We know that the law of $$\tau_b := \inf\{ t >0 : B_t \geq b\} ,$$ where $b>0$ and $B$ is a standard Brownian motion, is given by a certain computable density, which is uniquely determined by $b$.
If we replace $b$ by a continuous function $b: [0,\infty) \to [0,\infty]$ and redefine $\tau_b$ as $$\tau_b := \inf\{ t >0 : B_t \geq b(t) \}$$ I would guess that $b$ also should uniquely determine the law of $\tau_b$.
Edit: What I mean with uniquely determination is that I ask whether the implication $b_1 \neq b_2 \Rightarrow$ Law$(\tau_{b_1})$ $\neq$ Law$(\tau_{b_2})$ is true. So that ($b$ $\mapsto$ law of $\tau_b$) is injective
I am not asking for a solution, I want to think about it by myself, but I don't know how to approach.
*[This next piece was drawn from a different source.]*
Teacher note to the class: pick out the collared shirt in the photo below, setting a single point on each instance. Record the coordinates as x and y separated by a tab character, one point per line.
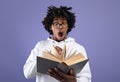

Any hint, comment, idea or reference is appreciated.
Edit2: The question from the first edit is called the inverse first-passage time problem for Brownian motion. These papers [1] [2] show indirectly that, if $b_1$ and $b_2$ are lower semicontinuous functions with $$\exists 0< t \leq \max (T^{b_1},T^{b_2}): b_1(t) \neq b_2 (t), $$ where $$T^{b_i} := \inf\{t> 0 : b_i(t) = -\infty \},$$ then Law$(\tau_{b_1})$ $\neq$ Law$(\tau_{b_2})$.
Let $\tau^X_b$ denote hitting time of $b$ for process $X$, that is $\tau^X_b = \inf\{t: X_t = b(t)\}$ and $b$ be absolutely continuous, that is $b(t) = b_0 + \int_0^t f(s)ds$.
$ \newcommand{\ang}[1]{\left\langle #1 \right\rangle} $
Process $$ X_t = B_t - \ang{B, L}_t = B_t - \ang{B, \int f(s)dB_s}_t = B_t - \int_0^tf(s)ds $$ is a brownian motion w.r.t. measure $\mathbb{Q}_T$ defined of $\mathcal{F}_T$ such as $$ d\mathbb{Q}_T = \mathcal{E}(L)_T\ d\mathbb{P} = \exp({L_T-\frac12\langle L\rangle_T})d\mathbb{P} = \exp\left(\int_0^T f(t)dB_t-\frac12 \int_0^Tf(t)^2dt \right) d\mathbb{P} $$ due to Girsanov theorem. Then it follows $$ \mathbb{P}(\tau^B_b \leq t) = \mathbb{Q}_t(\tau^X_b \leq t) = \mathbb{Q}_t(\tau^B_{b_0} \leq t) = \mathbb{E}\left[1_{\tau^B_{b_0} \leq t}\mathcal{E}(L)_t\right]. $$
Some rules about how $b$ influences $\tau^B_b$ might be extracted from this.
Correct me if I am wrong as this result seems suspicious, e.g. consider $f = 1_{(0,1)} - 1_{(1,2)}$ and $-f$.